Vingt-quatre ans après leur célèbre confrontation au Mondial 2002, le Sénégal et la France se retrouvent à nouveau en phase de groupes de la Coupe du monde. Les Bleus arrivent avec l’étiquette de finalistes des deux dernières éditions, tandis que les Lions de la Teranga espèrent créer la surprise face à l’un des favoris du tournoi.

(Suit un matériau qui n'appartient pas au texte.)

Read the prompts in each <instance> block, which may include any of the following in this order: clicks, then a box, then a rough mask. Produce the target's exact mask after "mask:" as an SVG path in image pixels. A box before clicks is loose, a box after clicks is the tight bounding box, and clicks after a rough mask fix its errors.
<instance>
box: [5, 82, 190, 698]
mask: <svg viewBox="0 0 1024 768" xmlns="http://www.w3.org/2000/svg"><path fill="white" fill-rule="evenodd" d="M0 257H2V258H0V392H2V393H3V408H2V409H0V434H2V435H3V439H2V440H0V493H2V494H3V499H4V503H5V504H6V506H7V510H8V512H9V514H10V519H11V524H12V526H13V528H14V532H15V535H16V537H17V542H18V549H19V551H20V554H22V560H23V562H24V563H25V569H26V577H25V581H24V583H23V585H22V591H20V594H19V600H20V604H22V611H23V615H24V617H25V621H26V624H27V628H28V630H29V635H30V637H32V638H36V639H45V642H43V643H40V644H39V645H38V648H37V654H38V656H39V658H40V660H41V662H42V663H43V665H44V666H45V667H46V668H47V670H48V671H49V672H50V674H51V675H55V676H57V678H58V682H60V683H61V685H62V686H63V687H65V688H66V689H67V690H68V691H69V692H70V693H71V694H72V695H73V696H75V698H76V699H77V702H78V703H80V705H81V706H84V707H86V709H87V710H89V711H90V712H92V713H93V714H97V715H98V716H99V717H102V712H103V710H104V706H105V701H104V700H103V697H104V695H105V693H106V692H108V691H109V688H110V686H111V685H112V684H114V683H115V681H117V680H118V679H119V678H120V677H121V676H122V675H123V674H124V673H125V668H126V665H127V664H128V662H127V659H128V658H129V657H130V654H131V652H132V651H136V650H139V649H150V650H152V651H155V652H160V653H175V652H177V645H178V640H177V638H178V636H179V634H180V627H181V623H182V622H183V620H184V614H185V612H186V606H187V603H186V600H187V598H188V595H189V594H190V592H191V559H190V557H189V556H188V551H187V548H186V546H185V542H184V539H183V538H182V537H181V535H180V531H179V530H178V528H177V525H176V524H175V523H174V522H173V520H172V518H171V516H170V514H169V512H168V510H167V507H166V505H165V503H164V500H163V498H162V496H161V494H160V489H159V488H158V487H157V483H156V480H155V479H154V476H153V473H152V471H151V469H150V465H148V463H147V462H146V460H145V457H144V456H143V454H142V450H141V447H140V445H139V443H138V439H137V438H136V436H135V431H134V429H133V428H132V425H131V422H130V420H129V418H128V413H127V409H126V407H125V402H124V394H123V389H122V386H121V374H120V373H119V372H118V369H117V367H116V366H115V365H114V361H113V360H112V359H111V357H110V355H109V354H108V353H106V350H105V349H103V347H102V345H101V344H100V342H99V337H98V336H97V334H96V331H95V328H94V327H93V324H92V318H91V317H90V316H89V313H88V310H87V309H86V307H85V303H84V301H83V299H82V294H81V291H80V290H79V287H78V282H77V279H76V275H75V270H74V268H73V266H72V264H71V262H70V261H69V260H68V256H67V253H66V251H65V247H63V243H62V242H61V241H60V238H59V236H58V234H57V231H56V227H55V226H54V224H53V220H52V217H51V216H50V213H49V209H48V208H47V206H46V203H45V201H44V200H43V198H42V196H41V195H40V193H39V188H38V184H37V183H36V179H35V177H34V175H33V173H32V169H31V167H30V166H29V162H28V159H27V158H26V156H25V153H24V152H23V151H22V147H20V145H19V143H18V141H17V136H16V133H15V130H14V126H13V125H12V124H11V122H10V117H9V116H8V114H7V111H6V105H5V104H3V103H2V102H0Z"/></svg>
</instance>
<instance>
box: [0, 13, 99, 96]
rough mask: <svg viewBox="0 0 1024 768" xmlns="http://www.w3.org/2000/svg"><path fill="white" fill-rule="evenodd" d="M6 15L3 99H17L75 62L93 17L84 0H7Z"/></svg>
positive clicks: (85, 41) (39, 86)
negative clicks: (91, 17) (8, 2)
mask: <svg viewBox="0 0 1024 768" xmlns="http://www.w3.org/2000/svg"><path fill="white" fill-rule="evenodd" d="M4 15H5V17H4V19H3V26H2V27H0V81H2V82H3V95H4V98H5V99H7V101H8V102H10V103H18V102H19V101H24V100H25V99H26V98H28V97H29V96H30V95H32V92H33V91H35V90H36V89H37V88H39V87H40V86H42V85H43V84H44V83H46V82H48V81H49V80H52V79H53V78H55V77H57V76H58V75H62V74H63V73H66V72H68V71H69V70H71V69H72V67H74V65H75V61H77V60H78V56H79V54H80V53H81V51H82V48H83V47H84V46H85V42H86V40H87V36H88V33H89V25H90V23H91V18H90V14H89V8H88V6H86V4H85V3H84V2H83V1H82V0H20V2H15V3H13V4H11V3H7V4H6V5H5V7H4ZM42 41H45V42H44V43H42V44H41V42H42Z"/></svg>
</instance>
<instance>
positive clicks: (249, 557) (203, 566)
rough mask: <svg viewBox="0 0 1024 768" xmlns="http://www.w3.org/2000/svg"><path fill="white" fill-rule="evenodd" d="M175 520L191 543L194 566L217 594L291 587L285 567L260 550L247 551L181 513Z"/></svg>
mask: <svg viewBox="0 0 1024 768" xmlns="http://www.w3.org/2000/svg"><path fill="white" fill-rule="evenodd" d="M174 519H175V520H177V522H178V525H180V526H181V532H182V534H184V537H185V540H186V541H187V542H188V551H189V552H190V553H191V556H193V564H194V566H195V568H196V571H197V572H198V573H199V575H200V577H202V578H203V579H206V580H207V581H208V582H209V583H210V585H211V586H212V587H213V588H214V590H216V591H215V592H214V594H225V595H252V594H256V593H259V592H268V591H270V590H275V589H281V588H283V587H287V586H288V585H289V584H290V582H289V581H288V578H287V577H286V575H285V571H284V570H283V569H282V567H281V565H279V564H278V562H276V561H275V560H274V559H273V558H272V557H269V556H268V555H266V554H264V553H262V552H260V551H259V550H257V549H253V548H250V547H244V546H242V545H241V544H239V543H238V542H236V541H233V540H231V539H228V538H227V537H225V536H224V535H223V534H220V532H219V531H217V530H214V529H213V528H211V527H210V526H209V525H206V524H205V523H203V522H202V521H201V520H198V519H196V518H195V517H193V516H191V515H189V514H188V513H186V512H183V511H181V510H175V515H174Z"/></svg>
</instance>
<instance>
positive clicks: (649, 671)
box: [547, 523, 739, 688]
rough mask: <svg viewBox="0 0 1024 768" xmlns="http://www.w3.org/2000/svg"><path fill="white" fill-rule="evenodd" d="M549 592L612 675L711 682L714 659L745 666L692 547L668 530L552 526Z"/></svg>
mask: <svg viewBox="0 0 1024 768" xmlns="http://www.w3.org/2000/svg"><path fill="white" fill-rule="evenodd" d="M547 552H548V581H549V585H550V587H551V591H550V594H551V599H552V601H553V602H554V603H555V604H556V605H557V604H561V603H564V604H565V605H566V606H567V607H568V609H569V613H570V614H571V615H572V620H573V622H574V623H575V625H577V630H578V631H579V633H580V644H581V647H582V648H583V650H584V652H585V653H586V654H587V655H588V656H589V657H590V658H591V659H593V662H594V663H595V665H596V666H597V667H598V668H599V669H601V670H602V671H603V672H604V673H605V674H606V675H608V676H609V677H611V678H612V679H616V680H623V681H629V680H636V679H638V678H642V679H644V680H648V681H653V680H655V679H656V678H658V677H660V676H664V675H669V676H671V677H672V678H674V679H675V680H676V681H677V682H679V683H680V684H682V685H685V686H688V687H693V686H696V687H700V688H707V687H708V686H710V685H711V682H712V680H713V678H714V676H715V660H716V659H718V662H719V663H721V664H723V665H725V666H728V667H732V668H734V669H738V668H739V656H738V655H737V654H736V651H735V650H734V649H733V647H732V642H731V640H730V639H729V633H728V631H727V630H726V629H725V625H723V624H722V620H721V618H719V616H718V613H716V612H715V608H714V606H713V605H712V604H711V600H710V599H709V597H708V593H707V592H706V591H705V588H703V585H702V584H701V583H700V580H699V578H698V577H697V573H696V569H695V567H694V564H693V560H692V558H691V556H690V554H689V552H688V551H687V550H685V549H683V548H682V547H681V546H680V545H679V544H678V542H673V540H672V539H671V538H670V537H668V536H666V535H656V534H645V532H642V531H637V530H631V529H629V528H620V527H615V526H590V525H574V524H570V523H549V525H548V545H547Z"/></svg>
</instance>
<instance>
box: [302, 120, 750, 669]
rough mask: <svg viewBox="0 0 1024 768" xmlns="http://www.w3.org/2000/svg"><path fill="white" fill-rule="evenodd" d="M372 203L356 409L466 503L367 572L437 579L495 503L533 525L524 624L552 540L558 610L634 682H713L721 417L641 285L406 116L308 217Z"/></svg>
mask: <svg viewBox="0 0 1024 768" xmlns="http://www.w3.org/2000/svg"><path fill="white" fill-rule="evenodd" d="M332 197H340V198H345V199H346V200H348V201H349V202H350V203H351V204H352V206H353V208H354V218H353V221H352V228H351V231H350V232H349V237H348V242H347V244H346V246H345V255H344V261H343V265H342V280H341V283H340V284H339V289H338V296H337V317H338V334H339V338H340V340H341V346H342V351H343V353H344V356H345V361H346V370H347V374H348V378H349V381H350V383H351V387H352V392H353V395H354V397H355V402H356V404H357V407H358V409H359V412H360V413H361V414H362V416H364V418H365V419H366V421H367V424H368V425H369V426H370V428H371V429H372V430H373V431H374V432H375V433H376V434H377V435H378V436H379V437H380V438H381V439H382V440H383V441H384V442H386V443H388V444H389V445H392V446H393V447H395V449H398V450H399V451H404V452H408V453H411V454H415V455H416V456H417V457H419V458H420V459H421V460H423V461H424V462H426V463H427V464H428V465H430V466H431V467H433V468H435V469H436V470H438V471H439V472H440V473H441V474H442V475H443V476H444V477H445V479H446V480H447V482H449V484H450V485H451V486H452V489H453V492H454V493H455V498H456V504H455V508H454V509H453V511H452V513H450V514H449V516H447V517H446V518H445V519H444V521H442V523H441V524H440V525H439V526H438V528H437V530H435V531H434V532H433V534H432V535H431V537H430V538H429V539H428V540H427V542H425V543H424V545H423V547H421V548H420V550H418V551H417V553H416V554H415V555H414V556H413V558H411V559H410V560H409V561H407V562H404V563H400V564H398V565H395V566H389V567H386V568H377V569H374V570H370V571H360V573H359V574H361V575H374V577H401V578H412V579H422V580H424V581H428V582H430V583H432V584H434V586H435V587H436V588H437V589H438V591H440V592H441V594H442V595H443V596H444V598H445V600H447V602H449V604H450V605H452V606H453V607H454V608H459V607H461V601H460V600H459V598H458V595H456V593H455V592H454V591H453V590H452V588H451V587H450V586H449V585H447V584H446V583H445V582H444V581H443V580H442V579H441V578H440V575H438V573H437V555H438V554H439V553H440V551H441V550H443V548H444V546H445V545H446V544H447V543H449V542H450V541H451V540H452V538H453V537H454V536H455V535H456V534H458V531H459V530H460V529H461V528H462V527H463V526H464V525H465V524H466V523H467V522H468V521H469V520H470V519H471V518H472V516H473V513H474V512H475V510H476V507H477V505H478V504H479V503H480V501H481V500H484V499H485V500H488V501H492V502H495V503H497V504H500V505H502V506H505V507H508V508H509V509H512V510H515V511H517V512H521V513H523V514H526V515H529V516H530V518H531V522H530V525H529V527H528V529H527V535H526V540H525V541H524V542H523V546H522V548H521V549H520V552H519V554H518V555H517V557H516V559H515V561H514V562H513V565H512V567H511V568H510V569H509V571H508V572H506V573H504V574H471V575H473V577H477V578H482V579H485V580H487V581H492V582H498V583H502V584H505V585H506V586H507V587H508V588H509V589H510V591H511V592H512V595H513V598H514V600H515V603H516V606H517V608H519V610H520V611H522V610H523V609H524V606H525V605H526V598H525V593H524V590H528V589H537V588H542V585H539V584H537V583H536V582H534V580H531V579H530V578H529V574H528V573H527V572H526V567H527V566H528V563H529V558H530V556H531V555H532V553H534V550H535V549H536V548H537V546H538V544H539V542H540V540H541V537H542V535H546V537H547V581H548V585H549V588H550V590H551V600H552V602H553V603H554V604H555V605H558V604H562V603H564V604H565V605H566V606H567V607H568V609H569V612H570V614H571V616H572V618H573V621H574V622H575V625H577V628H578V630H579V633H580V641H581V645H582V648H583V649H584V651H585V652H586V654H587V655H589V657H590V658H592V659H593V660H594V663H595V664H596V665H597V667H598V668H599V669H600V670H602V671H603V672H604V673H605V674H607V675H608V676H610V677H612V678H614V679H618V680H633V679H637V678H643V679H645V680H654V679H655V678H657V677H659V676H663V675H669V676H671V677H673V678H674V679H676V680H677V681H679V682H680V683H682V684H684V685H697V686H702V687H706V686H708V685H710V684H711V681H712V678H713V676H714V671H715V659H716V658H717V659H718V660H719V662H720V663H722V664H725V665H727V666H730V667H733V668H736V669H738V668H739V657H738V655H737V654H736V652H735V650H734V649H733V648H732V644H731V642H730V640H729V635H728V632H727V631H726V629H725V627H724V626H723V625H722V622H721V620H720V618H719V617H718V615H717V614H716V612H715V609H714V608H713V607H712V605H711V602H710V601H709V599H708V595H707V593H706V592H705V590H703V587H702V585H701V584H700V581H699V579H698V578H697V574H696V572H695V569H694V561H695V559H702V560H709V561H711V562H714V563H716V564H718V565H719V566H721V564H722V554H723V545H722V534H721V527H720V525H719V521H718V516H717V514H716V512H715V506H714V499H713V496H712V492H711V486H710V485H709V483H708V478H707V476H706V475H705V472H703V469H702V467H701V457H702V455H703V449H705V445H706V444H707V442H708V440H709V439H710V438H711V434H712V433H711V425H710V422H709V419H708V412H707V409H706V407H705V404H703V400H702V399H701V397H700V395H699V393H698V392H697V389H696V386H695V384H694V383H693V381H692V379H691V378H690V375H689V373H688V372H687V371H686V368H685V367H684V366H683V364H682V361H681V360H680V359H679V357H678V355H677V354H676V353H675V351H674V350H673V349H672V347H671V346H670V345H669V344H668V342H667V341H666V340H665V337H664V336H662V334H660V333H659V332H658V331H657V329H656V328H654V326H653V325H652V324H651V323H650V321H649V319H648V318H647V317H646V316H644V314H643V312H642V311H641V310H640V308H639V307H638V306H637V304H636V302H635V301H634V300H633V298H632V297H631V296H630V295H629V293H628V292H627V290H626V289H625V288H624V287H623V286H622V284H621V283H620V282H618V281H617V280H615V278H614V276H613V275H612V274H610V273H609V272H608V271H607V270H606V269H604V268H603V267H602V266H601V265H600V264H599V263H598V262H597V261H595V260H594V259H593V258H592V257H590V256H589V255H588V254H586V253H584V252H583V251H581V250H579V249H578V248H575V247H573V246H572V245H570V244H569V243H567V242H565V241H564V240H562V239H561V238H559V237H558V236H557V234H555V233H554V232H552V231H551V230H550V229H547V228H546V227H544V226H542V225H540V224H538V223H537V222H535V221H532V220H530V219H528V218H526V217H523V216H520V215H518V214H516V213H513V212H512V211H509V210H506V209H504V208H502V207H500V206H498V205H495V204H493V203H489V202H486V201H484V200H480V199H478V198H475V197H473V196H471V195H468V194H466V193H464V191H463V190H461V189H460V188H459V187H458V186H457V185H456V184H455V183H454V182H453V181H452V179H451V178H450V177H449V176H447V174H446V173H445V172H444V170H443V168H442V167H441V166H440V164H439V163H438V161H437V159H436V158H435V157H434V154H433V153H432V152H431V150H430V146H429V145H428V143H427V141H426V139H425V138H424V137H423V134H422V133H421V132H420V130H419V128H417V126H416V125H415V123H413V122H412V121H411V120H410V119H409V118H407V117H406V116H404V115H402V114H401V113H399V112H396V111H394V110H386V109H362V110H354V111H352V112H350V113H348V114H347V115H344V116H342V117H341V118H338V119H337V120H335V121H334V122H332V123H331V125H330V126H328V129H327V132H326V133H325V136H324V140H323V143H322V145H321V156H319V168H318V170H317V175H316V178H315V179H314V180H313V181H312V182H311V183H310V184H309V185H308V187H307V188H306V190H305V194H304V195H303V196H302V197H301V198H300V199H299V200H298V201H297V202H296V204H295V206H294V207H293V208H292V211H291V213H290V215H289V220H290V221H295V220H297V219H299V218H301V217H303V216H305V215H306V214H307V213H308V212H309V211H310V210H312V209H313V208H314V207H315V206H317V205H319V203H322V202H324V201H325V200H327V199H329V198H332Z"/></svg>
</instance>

Interrogé par Africafoot, Ousmane N’Doye a partagé son avis sur cette affiche très attendue et les défis qui attendent le Sénégal. Pour Ousmane N’Doye, cette affiche promet un spectacle de haute volée. L’ancien milieu de terrain s’attend à un duel électrique, porté par une motivation maximale des deux côtés :
C’est toujours un immense plaisir de défier la France. On doit s’attendre à une confrontation explosive, caractérisée par un rythme intense. Ce match rappellera sans aucun doute l’électricité de 2002, avec des acteurs ultra-déterminés sur la pelouse.
Pour le Sénégal, ce premier match est très important. Les Lions veulent montrer qu’ils méritent leur statut de champions d’Afrique et qu’ils peuvent rivaliser avec les meilleures équipes du monde. Malgré la difficulté de l’adversaire, considéré comme l’un des favoris du tournoi, N’Doye estime que l’équipe doit réussir son début de compétition et éviter tout faux pas :
Le Sénégal a un statut à trouver sur le plan mondial. En tant que championne d’Afrique en titre, l’équipe sénégalaise se doit de faire un bon tournoi. Il ne faut surtout pas perdre ce premier match face à la France, même si elle fait partie des prétendantes au titre. Le Sénégal ne vient pas pour faire du tourisme, mais pour aller jusqu’au bout du tournoi.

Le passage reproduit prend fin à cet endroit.